Opieka koordynowana w POZ. "Jesteśmy nieprzygotowani"
- Jesteśmy nieprzygotowani do procesu, jakim jest wprowadzanie opieki koordynowanej w POZ - uważa Jacek Krajewski, prezes Porozumienia Zielonogórskiego. - 40 podmiotów biorących udział w POZ PLUS to jest kropla w morzu wszystkich świadczeniodawców, którzy funkcjonują w Polsce - dodaje.
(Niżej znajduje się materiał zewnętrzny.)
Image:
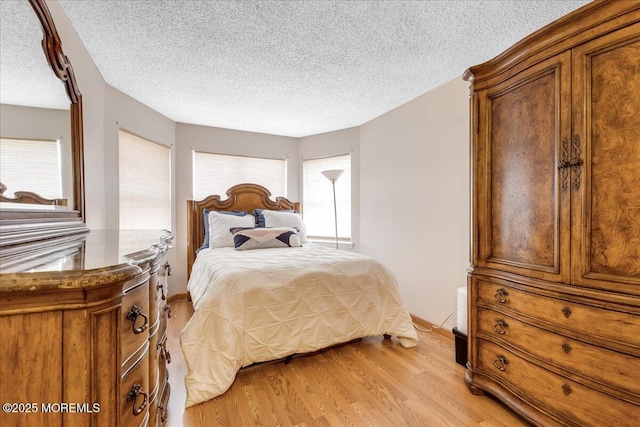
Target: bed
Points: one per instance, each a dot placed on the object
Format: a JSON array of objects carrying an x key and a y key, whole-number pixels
[{"x": 259, "y": 305}]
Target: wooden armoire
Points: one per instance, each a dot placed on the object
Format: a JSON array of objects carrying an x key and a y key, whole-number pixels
[{"x": 554, "y": 286}]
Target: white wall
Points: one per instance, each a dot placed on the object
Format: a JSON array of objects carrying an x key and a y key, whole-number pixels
[
  {"x": 332, "y": 144},
  {"x": 92, "y": 87},
  {"x": 104, "y": 110},
  {"x": 412, "y": 204},
  {"x": 220, "y": 141},
  {"x": 414, "y": 197}
]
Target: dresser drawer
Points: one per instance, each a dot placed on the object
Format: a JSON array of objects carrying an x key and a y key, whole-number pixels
[
  {"x": 134, "y": 394},
  {"x": 134, "y": 331},
  {"x": 606, "y": 366},
  {"x": 153, "y": 365},
  {"x": 164, "y": 358},
  {"x": 154, "y": 300},
  {"x": 578, "y": 403},
  {"x": 611, "y": 325}
]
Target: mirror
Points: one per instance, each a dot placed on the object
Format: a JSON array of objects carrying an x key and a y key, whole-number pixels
[{"x": 34, "y": 107}]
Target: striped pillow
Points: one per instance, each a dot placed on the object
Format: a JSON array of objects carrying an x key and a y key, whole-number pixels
[{"x": 261, "y": 238}]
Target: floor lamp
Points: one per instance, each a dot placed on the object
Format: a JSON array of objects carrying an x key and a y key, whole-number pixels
[{"x": 333, "y": 175}]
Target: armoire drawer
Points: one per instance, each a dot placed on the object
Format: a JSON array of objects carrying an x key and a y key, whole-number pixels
[
  {"x": 578, "y": 403},
  {"x": 605, "y": 366},
  {"x": 154, "y": 300},
  {"x": 134, "y": 330},
  {"x": 596, "y": 322},
  {"x": 134, "y": 394}
]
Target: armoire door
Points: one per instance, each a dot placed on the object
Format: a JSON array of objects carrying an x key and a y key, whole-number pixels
[
  {"x": 606, "y": 157},
  {"x": 522, "y": 157}
]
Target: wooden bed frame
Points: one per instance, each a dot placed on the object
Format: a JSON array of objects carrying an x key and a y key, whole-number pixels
[{"x": 241, "y": 197}]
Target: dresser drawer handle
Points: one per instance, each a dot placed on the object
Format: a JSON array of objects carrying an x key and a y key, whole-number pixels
[
  {"x": 166, "y": 355},
  {"x": 501, "y": 363},
  {"x": 136, "y": 391},
  {"x": 501, "y": 327},
  {"x": 161, "y": 289},
  {"x": 163, "y": 413},
  {"x": 134, "y": 313},
  {"x": 501, "y": 295}
]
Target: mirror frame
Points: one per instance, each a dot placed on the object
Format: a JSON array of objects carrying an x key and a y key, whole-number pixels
[
  {"x": 59, "y": 63},
  {"x": 31, "y": 223}
]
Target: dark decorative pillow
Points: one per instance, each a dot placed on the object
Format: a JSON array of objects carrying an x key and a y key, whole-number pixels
[
  {"x": 260, "y": 221},
  {"x": 205, "y": 215},
  {"x": 262, "y": 237}
]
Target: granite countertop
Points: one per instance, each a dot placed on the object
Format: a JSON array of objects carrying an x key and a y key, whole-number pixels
[{"x": 80, "y": 261}]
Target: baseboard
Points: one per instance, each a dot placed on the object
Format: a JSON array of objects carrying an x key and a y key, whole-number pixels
[
  {"x": 179, "y": 297},
  {"x": 425, "y": 324}
]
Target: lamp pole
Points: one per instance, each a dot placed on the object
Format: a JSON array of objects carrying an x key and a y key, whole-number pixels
[
  {"x": 335, "y": 209},
  {"x": 333, "y": 175}
]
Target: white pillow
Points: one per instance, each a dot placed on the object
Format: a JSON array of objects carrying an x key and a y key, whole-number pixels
[
  {"x": 220, "y": 226},
  {"x": 286, "y": 219}
]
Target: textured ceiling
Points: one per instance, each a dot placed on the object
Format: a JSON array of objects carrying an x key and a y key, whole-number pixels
[
  {"x": 294, "y": 68},
  {"x": 25, "y": 75}
]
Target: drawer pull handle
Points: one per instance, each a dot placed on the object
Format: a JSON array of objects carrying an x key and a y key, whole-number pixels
[
  {"x": 501, "y": 363},
  {"x": 163, "y": 413},
  {"x": 166, "y": 355},
  {"x": 134, "y": 313},
  {"x": 136, "y": 391},
  {"x": 501, "y": 295},
  {"x": 501, "y": 327},
  {"x": 161, "y": 289}
]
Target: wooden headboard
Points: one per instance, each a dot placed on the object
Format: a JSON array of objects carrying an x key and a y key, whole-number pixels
[{"x": 241, "y": 197}]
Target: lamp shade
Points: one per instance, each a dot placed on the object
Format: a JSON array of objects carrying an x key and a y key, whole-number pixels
[{"x": 333, "y": 174}]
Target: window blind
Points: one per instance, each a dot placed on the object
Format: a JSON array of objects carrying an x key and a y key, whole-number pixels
[
  {"x": 318, "y": 197},
  {"x": 31, "y": 165},
  {"x": 145, "y": 183},
  {"x": 216, "y": 173}
]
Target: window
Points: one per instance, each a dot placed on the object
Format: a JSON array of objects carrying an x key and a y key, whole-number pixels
[
  {"x": 216, "y": 173},
  {"x": 317, "y": 201},
  {"x": 31, "y": 165},
  {"x": 145, "y": 183}
]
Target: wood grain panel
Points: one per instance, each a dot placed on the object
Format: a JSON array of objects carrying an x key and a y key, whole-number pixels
[
  {"x": 132, "y": 341},
  {"x": 615, "y": 161},
  {"x": 137, "y": 376},
  {"x": 574, "y": 403},
  {"x": 591, "y": 362},
  {"x": 522, "y": 173},
  {"x": 31, "y": 368},
  {"x": 105, "y": 362},
  {"x": 616, "y": 327}
]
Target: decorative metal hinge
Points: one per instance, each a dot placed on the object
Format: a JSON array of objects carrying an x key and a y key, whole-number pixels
[
  {"x": 563, "y": 164},
  {"x": 576, "y": 162}
]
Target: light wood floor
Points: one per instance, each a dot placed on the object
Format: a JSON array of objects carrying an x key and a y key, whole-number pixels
[{"x": 373, "y": 382}]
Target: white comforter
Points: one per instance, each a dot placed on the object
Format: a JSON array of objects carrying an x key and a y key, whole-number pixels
[{"x": 259, "y": 305}]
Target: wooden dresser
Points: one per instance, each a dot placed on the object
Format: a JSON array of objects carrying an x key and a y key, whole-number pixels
[
  {"x": 83, "y": 331},
  {"x": 554, "y": 286}
]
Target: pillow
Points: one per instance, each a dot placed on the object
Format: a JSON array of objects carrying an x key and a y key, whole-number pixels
[
  {"x": 285, "y": 219},
  {"x": 263, "y": 237},
  {"x": 205, "y": 215},
  {"x": 260, "y": 218},
  {"x": 220, "y": 225}
]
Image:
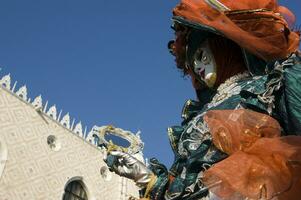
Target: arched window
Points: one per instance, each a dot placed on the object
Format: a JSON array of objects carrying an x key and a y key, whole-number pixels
[{"x": 75, "y": 191}]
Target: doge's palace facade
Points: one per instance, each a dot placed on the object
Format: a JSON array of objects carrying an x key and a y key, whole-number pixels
[{"x": 46, "y": 156}]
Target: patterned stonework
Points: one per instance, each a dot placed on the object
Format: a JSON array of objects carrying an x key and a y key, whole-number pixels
[{"x": 32, "y": 169}]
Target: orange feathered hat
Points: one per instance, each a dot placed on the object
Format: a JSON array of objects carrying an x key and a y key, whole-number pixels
[{"x": 262, "y": 27}]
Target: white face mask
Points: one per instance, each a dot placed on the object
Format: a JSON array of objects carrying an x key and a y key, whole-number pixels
[{"x": 204, "y": 65}]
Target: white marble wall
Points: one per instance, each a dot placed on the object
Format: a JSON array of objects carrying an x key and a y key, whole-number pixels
[{"x": 33, "y": 170}]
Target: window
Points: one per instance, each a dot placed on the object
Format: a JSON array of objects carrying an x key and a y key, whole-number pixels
[{"x": 75, "y": 191}]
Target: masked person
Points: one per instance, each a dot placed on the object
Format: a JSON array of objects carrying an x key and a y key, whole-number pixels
[{"x": 240, "y": 139}]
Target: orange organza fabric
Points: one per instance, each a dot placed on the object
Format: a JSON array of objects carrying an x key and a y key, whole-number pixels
[
  {"x": 263, "y": 33},
  {"x": 261, "y": 164}
]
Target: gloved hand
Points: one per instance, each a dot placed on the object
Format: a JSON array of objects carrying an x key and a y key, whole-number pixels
[{"x": 126, "y": 165}]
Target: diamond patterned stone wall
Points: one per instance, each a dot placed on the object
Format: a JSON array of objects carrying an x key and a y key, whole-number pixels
[{"x": 34, "y": 171}]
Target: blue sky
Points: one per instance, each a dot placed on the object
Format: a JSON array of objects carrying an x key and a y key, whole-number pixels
[{"x": 105, "y": 62}]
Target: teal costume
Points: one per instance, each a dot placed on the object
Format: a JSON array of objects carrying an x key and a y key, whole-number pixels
[{"x": 276, "y": 92}]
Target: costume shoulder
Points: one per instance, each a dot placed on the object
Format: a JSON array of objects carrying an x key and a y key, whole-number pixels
[{"x": 290, "y": 99}]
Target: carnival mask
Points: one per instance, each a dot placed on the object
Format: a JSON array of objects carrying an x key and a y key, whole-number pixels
[{"x": 204, "y": 65}]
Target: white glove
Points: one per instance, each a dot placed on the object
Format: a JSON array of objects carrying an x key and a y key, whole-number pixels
[{"x": 126, "y": 165}]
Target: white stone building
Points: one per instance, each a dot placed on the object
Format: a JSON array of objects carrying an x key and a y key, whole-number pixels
[{"x": 44, "y": 156}]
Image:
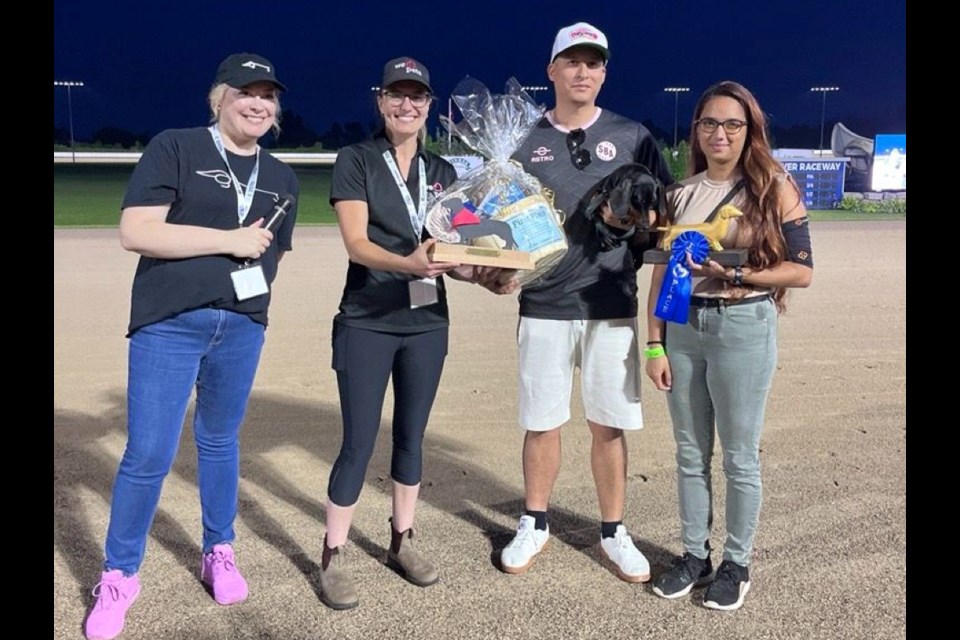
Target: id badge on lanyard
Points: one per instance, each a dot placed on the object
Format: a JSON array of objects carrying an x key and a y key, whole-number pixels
[
  {"x": 423, "y": 292},
  {"x": 249, "y": 281}
]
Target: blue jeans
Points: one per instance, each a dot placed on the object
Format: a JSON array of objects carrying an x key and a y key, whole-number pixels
[
  {"x": 722, "y": 362},
  {"x": 216, "y": 352}
]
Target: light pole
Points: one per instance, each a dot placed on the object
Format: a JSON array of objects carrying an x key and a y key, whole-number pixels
[
  {"x": 534, "y": 88},
  {"x": 823, "y": 109},
  {"x": 69, "y": 84},
  {"x": 676, "y": 91}
]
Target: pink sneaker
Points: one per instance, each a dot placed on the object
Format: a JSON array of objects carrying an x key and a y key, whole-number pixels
[
  {"x": 114, "y": 594},
  {"x": 219, "y": 571}
]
- Od 1 października obowiązują przepisy dotyczące koordynacji opieki nad pacjentem w POZ
- Poradnie podstawowej opieki zdrowotnej powinny wyznaczyć koordynatora, który wesprze pacjentów POZ w procesie leczenia
- Koordynator to element opieki nad pacjentem, który zaistniał w pilotażowym projekcie NFZ - POZ PLUS
- Prezes Porozumienia Zielonogórskiego Jacek Krajewski zwraca uwagę, że w POZ PLUS udział wzięło jedynie 40 placówek z całego kraju
- W jego ocenie nie wszystkie poradnie mogą powtórzyć to, co wykonują placówki, które zaangażowały się POZ PLUS
- Brakuje też dobrej wyceny NFZ z pracę koordynatora opieki nad pacjentem w POZ
- Doświadczenia POZ PLUS przeniknęły już do środowiska, przynajmniej tego zainteresowanego tym pilotażem i widzimy, jakie są mocne strony koordynacji, widzimy też, gdzie można coś poprawić albo co się nie nadaje do upowszechnienia. Widzimy także, że nie żyjemy w idealnym świecie i nie wszystkie placówki mogą powtórzyć to, co wykonują placówki, które zaangażowały się POZ Plus - mówił Jacek Krajewski, prezes Federacji Związku Pracodawców Ochrony Zdrowia Porozumienia Zielonogórskiego podczas sesji ‘’Podstawowa opieka zdrowotna - o zmianach zapowiadanych i wdrażanych’’ na XVII Forum Rynku Zdrowia (18-19 października).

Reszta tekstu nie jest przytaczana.